A aldeia e a cidade
A aldeia e a cidade.
Na aldeia, no mundo rural como na pequena cidade provinciana, todos se conhecem. A comunidade impõe-se ao indivíduo, como os laços de sangue. A entreajuda coexiste com a coscuvilhice.
Essa pressão da comunidade não existe na cidade cosmopolita.
As relações humanas tendem a ser ocasionais ou institucionalizadas, funcionais , o mercado está aí "en su sitio" e, nestes termos o mercado casa-se com a liberdade, a liberdade individual.
O indivíduo escolhe as suas relações, não se sujeita ás que lhe impõe a comunidade como acontece na província.
Perdem-se as relações afectivas no torvelinho das circunstâncias, falece a entreajuda e com o individualismo nasce o isolamento, a solidão acentuada pelo envelhecimento da população, numa espécie de liquefação social.
Com as "novas tecnologias", com a internet, a cidade globaliza-se.
Não é a aldeia que se globaliza, mas a cidade cosmopolita.
A ideia da aldeia global não tem razão de ser!
Mas será possível prescindirmos de repente dessa milenar relação afectiva com os outros, com mundo a nossa volta, com a natureza?
Há quem não consiga trocá-la pela liberdade individual e fuja da cidade cosmopolita.
Há também quem procure de alguma forma acolhê-la na cidade.
A ideia de "unidade de vizinhança", numa cidade feita de "bairros" vai nesse sentido de salvaguardar a vida comunitária.
E há hoje a feliz possibilidade de a acolher nos subúrbios que, graças à difusão das "novas tecnologias", poderão deixar de estar condenados à sua aviltante condição de dormitórios.
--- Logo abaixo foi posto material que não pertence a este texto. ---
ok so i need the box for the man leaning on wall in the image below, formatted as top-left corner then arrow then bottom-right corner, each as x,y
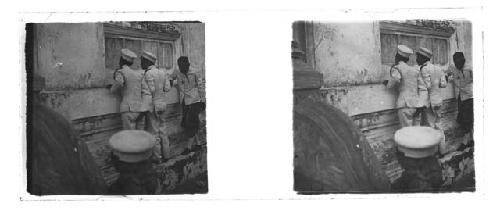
416,47 -> 448,153
385,45 -> 420,128
171,56 -> 206,149
416,47 -> 447,130
141,51 -> 171,161
446,52 -> 473,147
109,49 -> 154,131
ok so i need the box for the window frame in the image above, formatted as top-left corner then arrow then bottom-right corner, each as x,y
103,23 -> 179,71
379,21 -> 453,66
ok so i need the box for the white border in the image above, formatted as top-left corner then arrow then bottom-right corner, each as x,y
5,1 -> 498,217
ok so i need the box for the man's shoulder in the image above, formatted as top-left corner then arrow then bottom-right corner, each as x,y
390,64 -> 403,75
463,64 -> 473,72
173,69 -> 183,76
421,63 -> 436,72
423,62 -> 434,68
121,66 -> 134,72
396,61 -> 409,68
146,67 -> 162,75
186,71 -> 201,80
121,66 -> 143,75
390,64 -> 400,72
136,69 -> 145,76
187,70 -> 199,76
398,62 -> 418,72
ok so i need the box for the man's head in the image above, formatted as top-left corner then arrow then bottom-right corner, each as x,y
453,52 -> 466,70
416,53 -> 430,66
395,45 -> 412,64
141,57 -> 154,70
120,49 -> 137,68
395,53 -> 409,64
119,57 -> 134,68
416,47 -> 432,66
141,51 -> 157,70
177,56 -> 190,74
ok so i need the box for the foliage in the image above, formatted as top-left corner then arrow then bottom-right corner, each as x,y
413,20 -> 456,33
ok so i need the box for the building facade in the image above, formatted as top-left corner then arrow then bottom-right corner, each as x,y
293,20 -> 474,188
27,22 -> 207,193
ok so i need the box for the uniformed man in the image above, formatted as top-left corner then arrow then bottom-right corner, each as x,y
413,54 -> 431,127
416,47 -> 447,129
141,51 -> 171,160
110,49 -> 154,130
108,130 -> 159,195
386,45 -> 420,127
171,56 -> 205,149
446,52 -> 473,145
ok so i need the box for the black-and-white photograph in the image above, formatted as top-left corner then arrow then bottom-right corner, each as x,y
25,22 -> 207,195
293,20 -> 474,193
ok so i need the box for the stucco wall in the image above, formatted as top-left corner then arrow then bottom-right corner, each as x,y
32,23 -> 207,191
449,21 -> 472,66
34,23 -> 119,120
313,21 -> 471,116
35,23 -> 107,90
306,21 -> 474,187
314,22 -> 383,87
174,23 -> 206,101
34,22 -> 206,121
175,23 -> 205,76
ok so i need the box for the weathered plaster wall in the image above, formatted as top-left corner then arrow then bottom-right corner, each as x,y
314,22 -> 383,87
309,21 -> 474,188
34,23 -> 206,120
313,21 -> 406,116
32,23 -> 207,191
449,21 -> 472,66
39,88 -> 119,120
35,23 -> 107,90
323,84 -> 455,116
175,23 -> 205,75
35,23 -> 118,120
313,21 -> 470,116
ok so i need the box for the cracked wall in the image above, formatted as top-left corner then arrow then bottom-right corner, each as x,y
31,23 -> 207,192
310,21 -> 474,188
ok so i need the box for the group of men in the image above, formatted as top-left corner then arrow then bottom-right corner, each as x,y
109,48 -> 205,161
386,45 -> 473,147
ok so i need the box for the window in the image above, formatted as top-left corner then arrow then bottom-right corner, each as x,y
380,21 -> 452,66
103,22 -> 180,72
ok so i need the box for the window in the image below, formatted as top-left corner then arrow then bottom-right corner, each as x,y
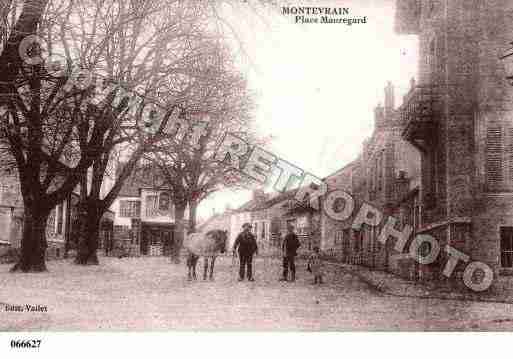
485,124 -> 513,191
342,229 -> 351,254
374,157 -> 379,191
56,203 -> 64,235
376,151 -> 383,191
335,230 -> 343,245
159,192 -> 170,211
501,227 -> 513,268
428,38 -> 436,68
120,200 -> 141,218
371,226 -> 380,252
414,204 -> 421,230
354,230 -> 362,252
486,126 -> 502,189
47,209 -> 56,236
369,167 -> 374,194
261,222 -> 266,241
145,195 -> 158,217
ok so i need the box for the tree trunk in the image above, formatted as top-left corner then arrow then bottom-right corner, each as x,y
171,203 -> 186,263
10,205 -> 49,272
189,200 -> 198,232
75,202 -> 101,265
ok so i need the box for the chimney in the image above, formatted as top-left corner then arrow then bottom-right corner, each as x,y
252,189 -> 267,202
374,103 -> 385,129
410,77 -> 416,91
384,81 -> 395,114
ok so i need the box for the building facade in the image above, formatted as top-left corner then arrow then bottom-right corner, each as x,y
395,0 -> 513,283
0,170 -> 114,260
320,82 -> 421,272
230,189 -> 320,256
111,166 -> 188,256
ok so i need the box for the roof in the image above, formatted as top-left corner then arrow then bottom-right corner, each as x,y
234,188 -> 307,213
234,198 -> 260,213
117,162 -> 166,197
323,160 -> 358,181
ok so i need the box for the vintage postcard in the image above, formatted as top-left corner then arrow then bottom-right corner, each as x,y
1,0 -> 513,355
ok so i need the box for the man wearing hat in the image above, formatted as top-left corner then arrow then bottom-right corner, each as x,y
233,223 -> 258,281
279,224 -> 301,282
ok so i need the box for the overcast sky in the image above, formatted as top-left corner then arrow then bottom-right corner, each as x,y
197,0 -> 418,221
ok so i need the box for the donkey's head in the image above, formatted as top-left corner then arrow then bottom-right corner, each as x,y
206,229 -> 228,254
217,230 -> 228,254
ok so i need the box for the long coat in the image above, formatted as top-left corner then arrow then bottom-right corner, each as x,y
233,231 -> 258,256
282,233 -> 301,257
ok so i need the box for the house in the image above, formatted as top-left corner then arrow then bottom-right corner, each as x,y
110,165 -> 188,256
394,0 -> 513,283
320,160 -> 358,258
227,189 -> 320,256
325,0 -> 513,286
0,168 -> 115,260
320,81 -> 422,274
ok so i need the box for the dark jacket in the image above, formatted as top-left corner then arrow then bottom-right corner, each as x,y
233,231 -> 258,256
282,233 -> 300,257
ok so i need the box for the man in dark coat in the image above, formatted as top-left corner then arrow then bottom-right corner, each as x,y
233,223 -> 258,281
279,224 -> 301,282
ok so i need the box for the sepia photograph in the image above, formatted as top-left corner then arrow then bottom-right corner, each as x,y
1,0 -> 513,355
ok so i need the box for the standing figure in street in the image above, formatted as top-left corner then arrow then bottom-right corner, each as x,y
233,223 -> 258,281
279,225 -> 301,282
307,246 -> 324,284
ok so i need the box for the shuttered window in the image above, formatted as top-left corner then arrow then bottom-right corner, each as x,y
145,196 -> 158,217
485,123 -> 513,191
508,127 -> 513,184
501,227 -> 513,268
486,125 -> 503,190
377,152 -> 384,191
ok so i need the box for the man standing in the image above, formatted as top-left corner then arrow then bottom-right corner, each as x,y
279,224 -> 301,282
233,223 -> 258,281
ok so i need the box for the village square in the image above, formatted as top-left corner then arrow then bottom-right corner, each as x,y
1,0 -> 513,332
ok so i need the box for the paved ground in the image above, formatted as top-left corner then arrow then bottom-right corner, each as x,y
2,256 -> 513,331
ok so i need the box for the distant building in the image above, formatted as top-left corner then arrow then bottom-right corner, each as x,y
320,82 -> 421,272
110,164 -> 188,256
0,167 -> 115,260
224,189 -> 320,255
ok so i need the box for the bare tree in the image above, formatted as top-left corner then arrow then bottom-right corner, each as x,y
0,0 -> 205,270
0,0 -> 274,270
139,42 -> 261,262
66,1 -> 224,265
0,0 -> 109,272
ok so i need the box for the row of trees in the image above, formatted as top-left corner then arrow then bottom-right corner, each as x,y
0,0 -> 268,271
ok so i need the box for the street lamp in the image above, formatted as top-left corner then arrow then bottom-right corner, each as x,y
500,42 -> 513,85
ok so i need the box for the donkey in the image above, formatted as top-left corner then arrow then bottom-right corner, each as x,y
184,230 -> 228,281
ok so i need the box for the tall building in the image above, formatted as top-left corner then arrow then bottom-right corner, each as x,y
320,82 -> 421,271
395,0 -> 513,280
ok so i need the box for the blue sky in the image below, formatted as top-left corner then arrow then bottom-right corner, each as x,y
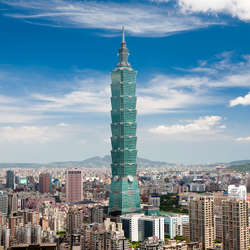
0,0 -> 250,164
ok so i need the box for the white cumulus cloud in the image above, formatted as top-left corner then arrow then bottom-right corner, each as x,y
236,136 -> 250,142
57,122 -> 69,127
149,116 -> 224,135
145,53 -> 250,90
0,125 -> 73,143
32,89 -> 110,113
229,92 -> 250,107
31,78 -> 214,115
178,0 -> 250,21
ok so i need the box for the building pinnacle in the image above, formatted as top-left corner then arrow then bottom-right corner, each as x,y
121,26 -> 126,48
118,25 -> 130,67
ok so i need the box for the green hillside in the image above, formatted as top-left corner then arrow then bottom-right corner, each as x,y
227,164 -> 250,172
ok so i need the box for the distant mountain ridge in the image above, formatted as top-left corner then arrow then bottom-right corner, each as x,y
226,160 -> 250,172
227,160 -> 250,166
1,157 -> 249,169
0,155 -> 172,169
227,164 -> 250,172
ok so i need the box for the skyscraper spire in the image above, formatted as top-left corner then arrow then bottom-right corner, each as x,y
118,26 -> 130,67
122,26 -> 126,47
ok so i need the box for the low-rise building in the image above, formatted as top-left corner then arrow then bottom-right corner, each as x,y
120,213 -> 164,242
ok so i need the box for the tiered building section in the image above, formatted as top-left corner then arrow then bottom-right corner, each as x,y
108,28 -> 141,216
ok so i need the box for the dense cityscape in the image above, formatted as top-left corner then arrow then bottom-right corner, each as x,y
0,27 -> 250,250
0,160 -> 250,249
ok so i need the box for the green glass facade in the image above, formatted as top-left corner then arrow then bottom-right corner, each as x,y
108,29 -> 141,216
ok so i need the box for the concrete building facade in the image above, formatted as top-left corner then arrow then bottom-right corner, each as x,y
222,199 -> 249,250
66,169 -> 83,203
189,196 -> 215,250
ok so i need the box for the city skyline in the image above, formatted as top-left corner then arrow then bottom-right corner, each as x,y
0,154 -> 250,249
0,0 -> 250,164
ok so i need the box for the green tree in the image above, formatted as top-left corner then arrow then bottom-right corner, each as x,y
56,230 -> 66,236
129,240 -> 140,249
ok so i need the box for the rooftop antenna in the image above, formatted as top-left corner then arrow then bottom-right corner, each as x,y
121,25 -> 126,48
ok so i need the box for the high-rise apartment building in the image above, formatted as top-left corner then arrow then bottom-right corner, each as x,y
0,227 -> 10,249
39,173 -> 51,193
0,192 -> 8,216
88,206 -> 104,224
66,169 -> 83,203
215,215 -> 223,242
21,210 -> 40,226
67,207 -> 83,234
6,170 -> 14,190
222,199 -> 249,250
189,196 -> 215,250
213,192 -> 227,242
108,27 -> 141,216
9,215 -> 24,238
246,175 -> 250,193
7,192 -> 18,215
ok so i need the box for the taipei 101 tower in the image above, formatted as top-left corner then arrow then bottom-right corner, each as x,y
108,27 -> 141,216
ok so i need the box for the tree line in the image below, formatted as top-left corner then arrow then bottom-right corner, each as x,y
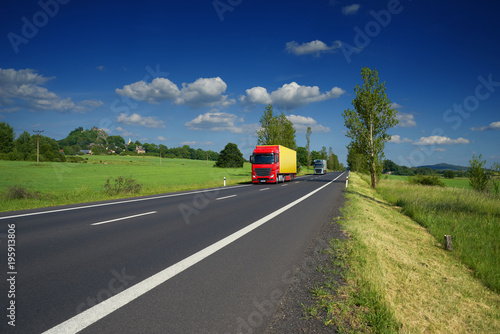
0,123 -> 219,162
1,103 -> 345,170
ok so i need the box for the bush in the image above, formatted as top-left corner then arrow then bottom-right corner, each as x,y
443,170 -> 455,179
409,174 -> 445,187
66,156 -> 85,163
104,176 -> 142,196
215,143 -> 244,168
468,154 -> 489,192
5,185 -> 43,200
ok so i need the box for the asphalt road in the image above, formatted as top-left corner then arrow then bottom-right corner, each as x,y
1,172 -> 346,333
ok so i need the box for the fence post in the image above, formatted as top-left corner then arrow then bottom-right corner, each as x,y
444,235 -> 453,251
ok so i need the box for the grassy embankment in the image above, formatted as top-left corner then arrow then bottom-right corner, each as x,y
305,173 -> 499,333
0,155 -> 252,212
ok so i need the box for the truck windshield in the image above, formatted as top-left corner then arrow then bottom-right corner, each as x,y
315,162 -> 324,166
253,154 -> 274,164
As "novas tecnlogias" podem favorecer o global, mas também o local! Trabalhar em casa ligado a todo o mundo pela net é uma possibilidade e uma preferência para muitos trabalhadores por conta própria e por conta de outrem, em empresas que já hoje aceitam essa situação. A permanência de pessoas durante todo o dia traz consigo comércio de proximidade, escolas e outros equipamentos sociais, animação urbana. Muitos dormitórios podem assim converter-se em "wired communities", constituindo atraentes "unidades de vizinhança". Mas, para isso, o trânsito rodoviário tem que ser "acalmado", transferindo para uma rede de praças, passeios ou ruas de peões a função estruturante do "espaço público".
Mas numa cidade feita bairros ou "unidades de vizinhança" perde-se a convivência urbana se não houver um centro vivo, congregador e identitário, em que todos os cidadãos se encontram em liberdade, nos bons e maus momentos da polis.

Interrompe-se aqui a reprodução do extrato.